American Review of Respiratory Disease

Pulmonary function during the early development of bronchopulmonary dysplasia (BPD) in premature infants is not well understood. Furthermore, it is not known how early airway reactivity appears in BPD. During a 14-month period we studied 32 infants (mean gestational age, 27.3 wk; mean birth weight, 1.02 kg) with respiratory distress syndrome in whom BPD eventually developed. We obtained maximal expiratory flow-volume (MEFV) curves by manual inflation of the lung followed by forced deflation with a negative pressure on 64 occasions (mean postnatal age, 43.1 days). At each test MEFV curves were obtained in 3 conditions: baseline; after normal saline aerosolization with manual ventilation as a control; and after bronchodilator. Maximal expiratory flow at 25% of FVC (max25) was markedly decreased at baseline and remained decreased after saline control. The FVC also was decreased in both baseline and saline control studies. After bronchodilator there was a marked (p < 0.001) increase in max25 (+214% above saline control) together with a significant (p < 0.001) increase in FVC (+21%).
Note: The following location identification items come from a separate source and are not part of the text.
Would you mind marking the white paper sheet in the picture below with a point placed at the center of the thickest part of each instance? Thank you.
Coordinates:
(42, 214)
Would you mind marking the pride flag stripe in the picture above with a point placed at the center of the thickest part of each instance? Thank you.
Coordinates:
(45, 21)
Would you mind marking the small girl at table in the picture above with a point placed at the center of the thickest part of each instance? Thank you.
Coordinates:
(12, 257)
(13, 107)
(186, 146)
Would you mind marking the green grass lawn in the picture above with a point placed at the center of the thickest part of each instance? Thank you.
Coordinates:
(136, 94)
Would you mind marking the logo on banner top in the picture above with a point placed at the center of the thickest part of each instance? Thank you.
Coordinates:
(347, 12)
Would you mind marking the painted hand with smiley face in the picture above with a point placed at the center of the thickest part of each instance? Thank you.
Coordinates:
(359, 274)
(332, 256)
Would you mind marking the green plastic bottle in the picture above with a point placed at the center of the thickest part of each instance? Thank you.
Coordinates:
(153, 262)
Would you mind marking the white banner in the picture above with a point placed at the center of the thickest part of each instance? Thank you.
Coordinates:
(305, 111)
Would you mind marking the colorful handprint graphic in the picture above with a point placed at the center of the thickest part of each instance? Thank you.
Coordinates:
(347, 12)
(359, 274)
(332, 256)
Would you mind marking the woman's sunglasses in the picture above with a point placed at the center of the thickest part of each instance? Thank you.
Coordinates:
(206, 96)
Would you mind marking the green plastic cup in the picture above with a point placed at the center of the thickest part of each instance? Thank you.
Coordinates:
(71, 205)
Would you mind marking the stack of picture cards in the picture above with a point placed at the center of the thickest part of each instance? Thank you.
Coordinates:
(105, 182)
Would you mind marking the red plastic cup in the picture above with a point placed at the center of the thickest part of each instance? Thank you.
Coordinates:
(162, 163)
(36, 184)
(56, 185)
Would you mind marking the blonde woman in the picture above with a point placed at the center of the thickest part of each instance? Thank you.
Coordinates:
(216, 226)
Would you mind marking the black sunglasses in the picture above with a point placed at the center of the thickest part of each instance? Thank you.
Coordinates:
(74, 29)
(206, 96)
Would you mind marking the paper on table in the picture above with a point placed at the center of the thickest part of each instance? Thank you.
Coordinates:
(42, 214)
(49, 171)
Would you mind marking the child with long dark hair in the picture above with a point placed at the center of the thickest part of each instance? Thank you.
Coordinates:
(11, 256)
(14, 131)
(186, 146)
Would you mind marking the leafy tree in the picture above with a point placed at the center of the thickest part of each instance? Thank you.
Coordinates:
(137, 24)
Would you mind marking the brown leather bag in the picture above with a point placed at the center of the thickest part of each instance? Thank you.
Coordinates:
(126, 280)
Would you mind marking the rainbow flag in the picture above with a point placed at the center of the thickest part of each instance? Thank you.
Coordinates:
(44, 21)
Of 23 infants studied after 3 wk of postnatal age, 21 exhibited a more than 30% increase in max25 above control (defined as airway reactivity). The remaining 2 infants were already receiving bronchodilator therapy. The most premature infant with demonstrable airway reactivity was 26 wk postconception, and the youngest was 12 days old. In 13 infants who were studied initially before 3 wk of age, there was a highly significant correlation (r = 0.91, p < 0.001) between the degree of airway reactivity and the severity of respiratory disease as determined by the duration of ventilator dependence. Airway reactivity may play an important role in the development and severity of BPD.